Our main helper, Kathleen, also taught  Vickie how to put on the wig, care for it, suggested a beautician who could help her fit it to her head if it needed fitting etc.  Then the two other girls and me picked out scarves and wool caps for Vickie to try on.  We found some beautifully made caps, which Vickie really appreciated since she has knitted many a woolen piece in her life, and some gorgeous scarves. In fact, we left with a gorgeous purple, turquoise and red scarf all wrapped on Vickie’s head.  I told her that she could now let out her inner gypsy.

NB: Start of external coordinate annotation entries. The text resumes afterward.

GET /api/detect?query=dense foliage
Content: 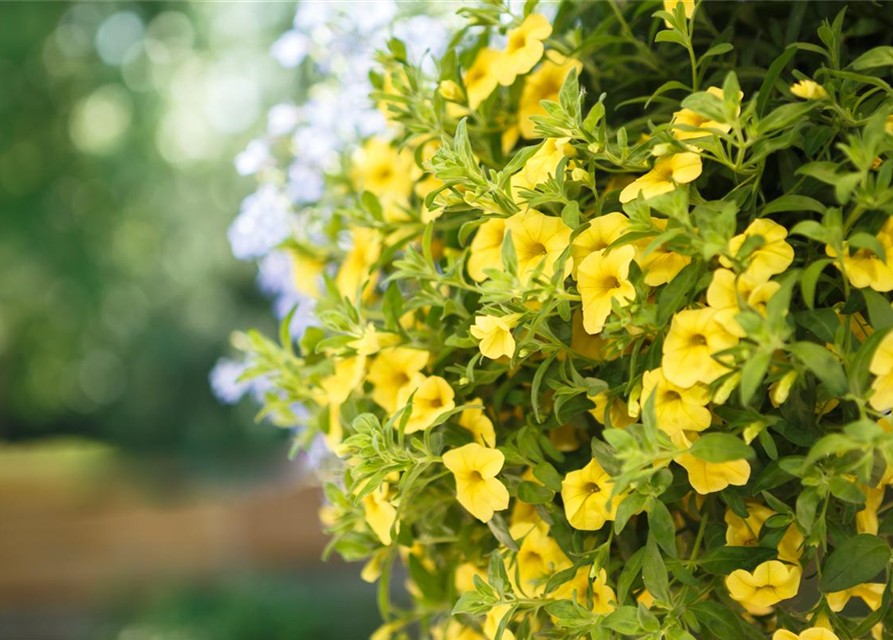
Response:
[237,0,893,640]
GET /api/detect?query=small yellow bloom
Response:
[363,482,397,546]
[868,333,893,411]
[518,51,583,139]
[577,245,636,334]
[662,309,738,387]
[516,525,571,596]
[366,347,428,413]
[636,218,691,287]
[571,211,629,278]
[707,269,781,338]
[791,80,828,100]
[719,218,794,282]
[496,13,552,87]
[397,374,456,433]
[620,152,702,203]
[506,209,572,283]
[470,313,521,360]
[443,442,509,522]
[468,218,505,282]
[459,398,496,447]
[561,458,620,531]
[335,227,381,299]
[639,369,713,436]
[552,565,617,614]
[725,501,803,564]
[465,47,502,109]
[726,560,800,607]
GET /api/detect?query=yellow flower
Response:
[826,582,887,613]
[725,501,803,564]
[571,211,629,278]
[577,245,636,334]
[468,218,505,282]
[496,13,552,87]
[825,219,893,292]
[516,524,571,596]
[620,152,702,203]
[791,80,828,100]
[772,627,840,640]
[673,87,744,140]
[335,227,381,299]
[639,369,713,436]
[707,269,781,338]
[518,51,583,138]
[397,374,456,433]
[506,209,571,283]
[465,47,502,109]
[636,218,691,287]
[856,485,886,536]
[351,138,418,221]
[674,433,750,496]
[726,560,800,607]
[662,309,738,387]
[589,391,636,429]
[443,442,509,522]
[363,482,397,546]
[366,347,428,413]
[459,398,496,447]
[552,565,617,613]
[719,218,794,282]
[561,458,620,531]
[470,313,521,360]
[868,333,893,411]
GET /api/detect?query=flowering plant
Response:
[225,0,893,640]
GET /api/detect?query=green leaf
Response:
[819,533,890,593]
[698,547,778,576]
[788,342,847,396]
[688,433,756,463]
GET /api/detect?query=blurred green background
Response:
[0,1,376,640]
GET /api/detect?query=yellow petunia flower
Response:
[465,47,503,109]
[470,313,521,360]
[397,374,456,433]
[635,218,691,287]
[561,458,620,531]
[826,582,887,613]
[620,152,702,203]
[506,209,572,283]
[497,13,552,87]
[362,482,397,546]
[366,347,428,413]
[552,565,617,614]
[351,138,418,221]
[662,309,738,388]
[639,369,713,436]
[707,269,781,338]
[443,442,509,522]
[518,51,583,139]
[726,560,801,607]
[719,218,794,282]
[868,333,893,411]
[515,524,571,596]
[459,398,496,447]
[468,218,505,282]
[772,627,840,640]
[335,227,381,299]
[725,501,803,564]
[571,211,629,278]
[577,245,636,334]
[791,80,828,100]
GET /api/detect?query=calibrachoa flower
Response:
[443,443,509,522]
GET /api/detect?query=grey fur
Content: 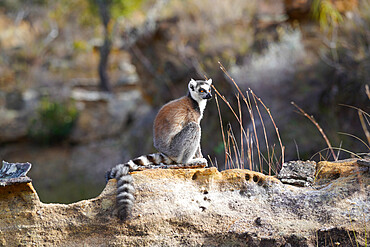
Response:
[167,122,200,164]
[105,79,212,220]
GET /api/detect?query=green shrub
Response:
[28,97,78,144]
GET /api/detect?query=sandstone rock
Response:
[278,161,316,187]
[0,159,370,246]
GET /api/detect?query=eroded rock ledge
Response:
[0,160,370,246]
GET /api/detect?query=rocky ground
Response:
[0,159,370,246]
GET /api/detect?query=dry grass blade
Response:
[338,132,370,151]
[291,102,337,160]
[217,62,285,175]
[252,89,272,176]
[245,92,262,172]
[215,95,227,168]
[249,89,285,169]
[358,111,370,145]
[237,94,244,167]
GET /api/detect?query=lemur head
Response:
[188,79,212,103]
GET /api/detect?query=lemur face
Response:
[188,79,212,102]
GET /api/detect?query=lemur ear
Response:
[188,78,197,91]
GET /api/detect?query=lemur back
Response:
[106,79,212,220]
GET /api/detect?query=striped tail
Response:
[105,153,174,220]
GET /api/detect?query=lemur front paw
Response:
[105,169,114,183]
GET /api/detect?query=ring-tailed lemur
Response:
[106,79,212,220]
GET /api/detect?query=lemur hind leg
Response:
[167,122,207,168]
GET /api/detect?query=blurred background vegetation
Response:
[0,0,370,203]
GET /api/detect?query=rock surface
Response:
[0,160,370,246]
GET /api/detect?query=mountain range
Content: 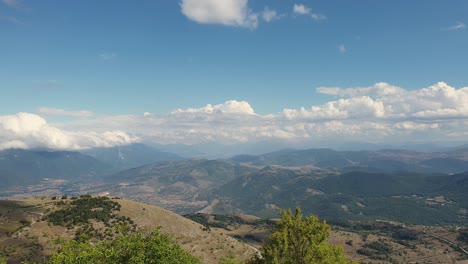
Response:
[0,144,468,224]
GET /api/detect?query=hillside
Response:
[231,149,468,173]
[210,167,468,225]
[83,143,183,170]
[0,199,256,263]
[87,159,252,213]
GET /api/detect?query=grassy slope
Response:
[0,199,255,263]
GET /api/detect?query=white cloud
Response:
[293,4,312,15]
[0,15,21,24]
[37,107,94,117]
[33,80,63,89]
[316,82,405,97]
[172,100,255,114]
[293,4,327,21]
[338,44,346,53]
[2,0,20,8]
[262,6,284,22]
[447,22,466,30]
[99,53,117,60]
[180,0,258,29]
[4,82,468,149]
[0,113,139,150]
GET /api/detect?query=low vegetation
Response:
[250,208,349,264]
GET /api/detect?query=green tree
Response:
[251,208,350,264]
[49,230,199,264]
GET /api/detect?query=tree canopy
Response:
[49,230,199,264]
[251,208,350,264]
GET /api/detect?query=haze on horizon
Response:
[0,0,468,150]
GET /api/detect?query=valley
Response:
[0,146,468,263]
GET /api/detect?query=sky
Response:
[0,0,468,150]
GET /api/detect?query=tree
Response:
[49,230,199,264]
[251,207,350,264]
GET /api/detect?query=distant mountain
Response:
[231,149,468,173]
[88,159,253,213]
[0,197,256,264]
[209,169,468,224]
[0,149,112,190]
[83,144,182,170]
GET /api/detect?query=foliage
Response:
[251,207,349,264]
[457,228,468,244]
[49,230,199,264]
[219,256,242,264]
[47,195,120,226]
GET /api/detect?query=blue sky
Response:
[0,0,468,151]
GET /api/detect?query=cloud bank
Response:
[180,0,258,28]
[0,82,468,149]
[0,113,139,150]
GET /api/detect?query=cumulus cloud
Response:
[180,0,258,29]
[37,107,94,117]
[316,82,405,97]
[338,44,346,53]
[172,100,255,114]
[0,15,21,24]
[99,53,117,60]
[2,0,20,8]
[0,113,139,150]
[447,22,466,30]
[33,80,63,89]
[262,6,284,22]
[293,4,327,21]
[4,82,468,149]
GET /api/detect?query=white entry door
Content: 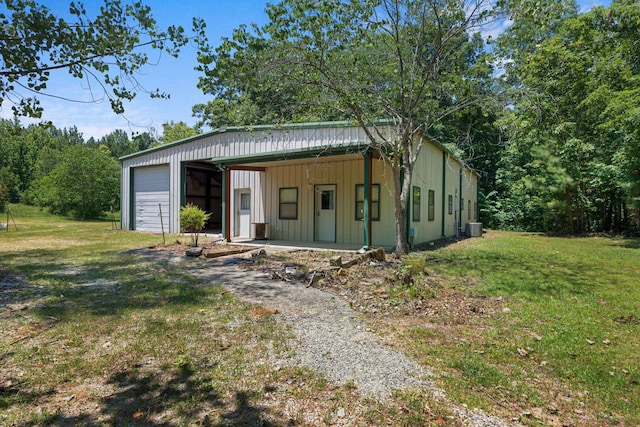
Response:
[315,185,336,242]
[236,190,251,237]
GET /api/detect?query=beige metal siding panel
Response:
[120,167,131,230]
[445,155,460,236]
[409,143,446,244]
[371,159,396,246]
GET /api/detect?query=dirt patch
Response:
[148,240,255,258]
[241,250,503,325]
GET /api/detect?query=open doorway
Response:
[184,162,222,233]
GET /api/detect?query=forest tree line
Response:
[0,119,198,219]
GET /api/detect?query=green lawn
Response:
[406,232,640,425]
[0,206,459,426]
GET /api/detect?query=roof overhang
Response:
[211,142,371,168]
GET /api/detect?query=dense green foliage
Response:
[194,0,498,253]
[32,145,120,219]
[0,120,155,219]
[194,0,640,234]
[484,0,640,233]
[180,203,211,246]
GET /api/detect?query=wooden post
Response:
[158,203,167,245]
[222,168,231,242]
[363,150,373,248]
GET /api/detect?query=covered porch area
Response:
[212,144,393,250]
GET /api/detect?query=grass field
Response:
[400,232,640,425]
[0,206,640,426]
[0,206,457,426]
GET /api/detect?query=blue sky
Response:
[0,0,609,139]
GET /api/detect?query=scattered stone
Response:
[251,249,267,258]
[342,258,359,268]
[367,247,387,262]
[284,267,297,276]
[185,246,203,258]
[329,255,342,267]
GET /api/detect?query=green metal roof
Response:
[119,120,393,161]
[119,119,478,176]
[212,142,369,166]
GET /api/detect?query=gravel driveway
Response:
[130,249,512,427]
[172,247,510,427]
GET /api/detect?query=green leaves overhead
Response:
[0,0,204,117]
[194,0,500,252]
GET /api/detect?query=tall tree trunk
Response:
[615,192,622,233]
[393,160,411,255]
[602,199,613,233]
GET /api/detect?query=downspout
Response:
[179,162,188,209]
[129,167,136,230]
[220,165,231,242]
[441,151,447,237]
[362,149,373,249]
[475,175,482,222]
[400,168,411,247]
[456,166,464,237]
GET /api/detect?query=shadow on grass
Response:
[0,250,215,320]
[25,364,276,427]
[427,249,602,298]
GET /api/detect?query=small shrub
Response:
[180,203,211,246]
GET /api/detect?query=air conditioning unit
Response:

I almost blew it all though getting us back into the car.  Luckily, at the same time I was trying to re-load the chair in from a different direction Vickie had been bending down to mess with some stuff in her purse.  Otherwise, I would have definitely bumped her head with one of the wheels of the chair if not worse!! We laughed at the idea that we had just spent two hours taking such special care of her head and in on five minute spurt I could have decapitated her.  Macabre humor has its place among long time friends.

As I sit here typing this I am feeling that old familiar ache in my throat where the tears flow down from the back of my eyes.  I’m grateful that I’m able to enjoy my friend today where she is at and give her support as best as I can.  The hardest part of today wasn’t getting the cart in and out of my car or even transferring the oxygen bottles back and forth but it was more listening to VIckie’s cancer cough as she calls it and her apologies for coughing so much.  If I could have reached inside of her lungs and pulled out the mass of cancer in there and thrown it to the far ends of the Earth, I surely would have. Not very Wayne Dyer-ish of me I know, but it’s how I felt.  The cough gets worse when she talks but sometimes when I’m doing this Divinely guided kind of service, I go into a very quiet place and it doesn’t occur to me to talk about anything because I’m so intently listening.  We laugh about that too.

Friendship, precious precious friendship.  The commitment is so worth it.  Who will you allow to love you today?